Debiased Graph Poisoning Attack via Contrastive Surrogate Objective
Kanghoon Yoon, Yeonjun In, Namkyeong Lee, Kibum Kim, Chanyoung Park
TL;DR
The paper addresses the vulnerability of Graph Neural Networks to adversarial graph-structure perturbations and reveals a bias in existing meta-gradient attacks toward training nodes. It introduces Metacon, a meta-gradient attack that uses a contrastive surrogate objective to include unlabeled nodes in surrogate training, thereby expanding the attack surface to UU edges and reducing bias. Two concrete instantiations, Metacon-S (sample contrastive) and Metacon-D (dimension contrastive), pair with a cross-entropy goal to effectively degrade victim GNNs across datasets and models, including robust defenses.

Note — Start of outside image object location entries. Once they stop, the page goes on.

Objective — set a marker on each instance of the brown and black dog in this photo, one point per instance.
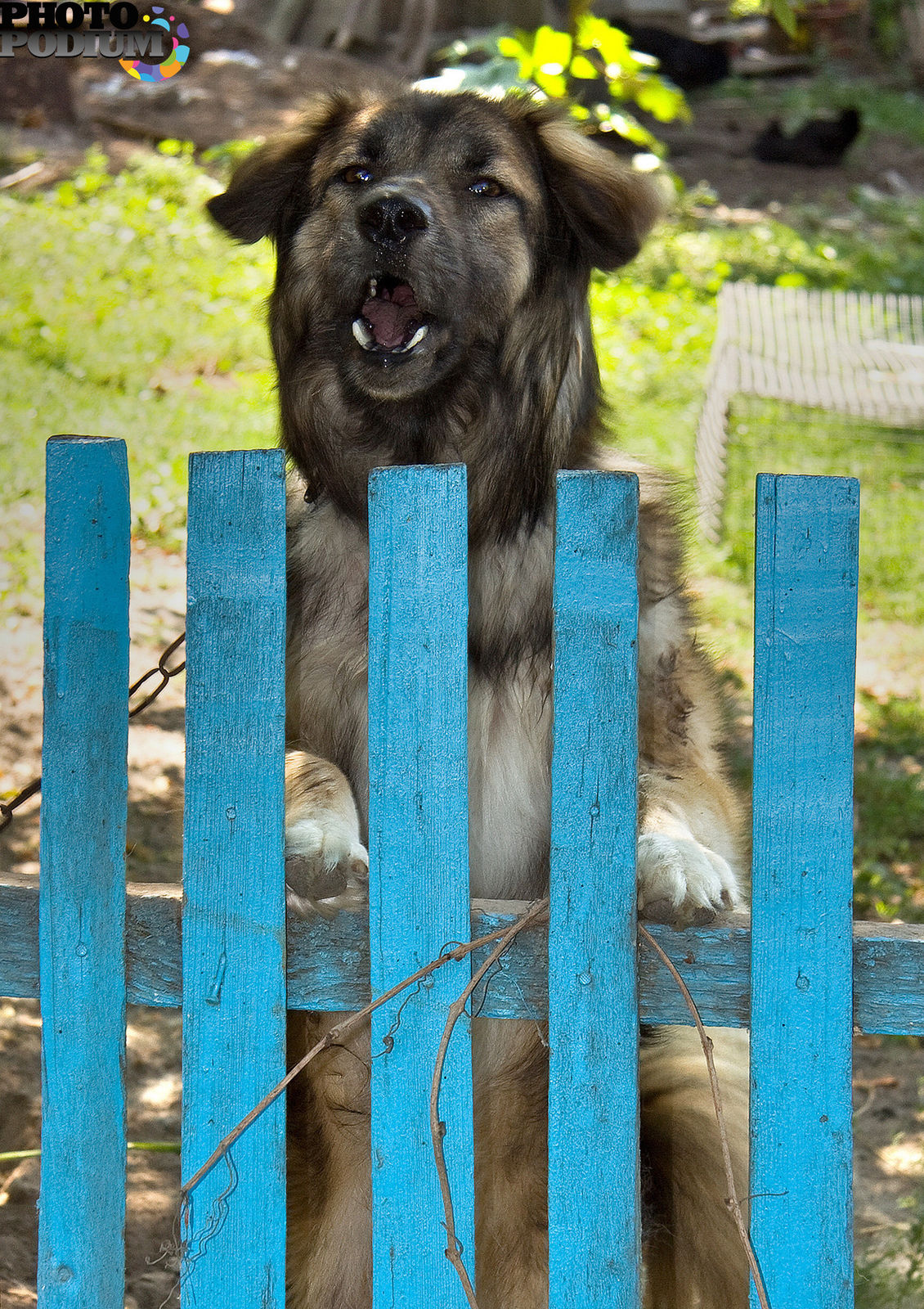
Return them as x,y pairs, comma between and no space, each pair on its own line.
431,307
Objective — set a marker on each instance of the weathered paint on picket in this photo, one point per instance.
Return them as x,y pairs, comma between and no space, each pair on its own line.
327,962
83,875
233,953
233,881
419,874
801,965
593,1025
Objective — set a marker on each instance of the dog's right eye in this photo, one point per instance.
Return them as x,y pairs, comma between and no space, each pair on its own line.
357,174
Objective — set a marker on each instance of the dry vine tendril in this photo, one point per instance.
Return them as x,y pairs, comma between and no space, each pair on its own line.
503,938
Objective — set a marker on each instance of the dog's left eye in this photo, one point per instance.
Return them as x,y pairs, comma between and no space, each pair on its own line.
357,174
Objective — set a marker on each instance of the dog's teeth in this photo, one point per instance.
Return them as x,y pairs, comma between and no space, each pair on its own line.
415,340
363,335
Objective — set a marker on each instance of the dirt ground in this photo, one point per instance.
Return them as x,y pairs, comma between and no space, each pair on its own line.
889,1073
216,100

Experimental results across benchmark graphs show Metacon outperforms prior meta-gradient methods, demonstrating the practical impact of bias mitigation for graph poisoning attacks and suggesting new directions for defense research.
Abstract
Graph neural networks (GNN) are vulnerable to adversarial attacks, which aim to degrade the performance of GNNs through imperceptible changes on the graph. However, we find that in fact the prevalent meta-gradient-based attacks, which utilizes the gradient of the loss w.r.t the adjacency matrix, are biased towards training nodes. That is, their meta-gradient is determined by a training procedure of the surrogate model, which is solely trained on the training nodes. This bias manifests as an uneven perturbation, connecting two nodes when at least one of them is a labeled node, i.e., training node, while it is unlikely to connect two unlabeled nodes. However, these biased attack approaches are sub-optimal as they do not consider flipping edges between two unlabeled nodes at all. This means that they miss the potential attacked edges between unlabeled nodes that significantly alter the representation of a node. In this paper, we investigate the meta-gradients to uncover the root cause of the uneven perturbations of existing attacks. Based on our analysis, we propose a Meta-gradient-based attack method using contrastive surrogate objective (Metacon), which alleviates the bias in meta-gradient using a new surrogate loss. We conduct extensive experiments to show that Metacon outperforms existing meta gradient-based attack methods through benchmark datasets, while showing that alleviating the bias towards training nodes is effective in attacking the graph structure.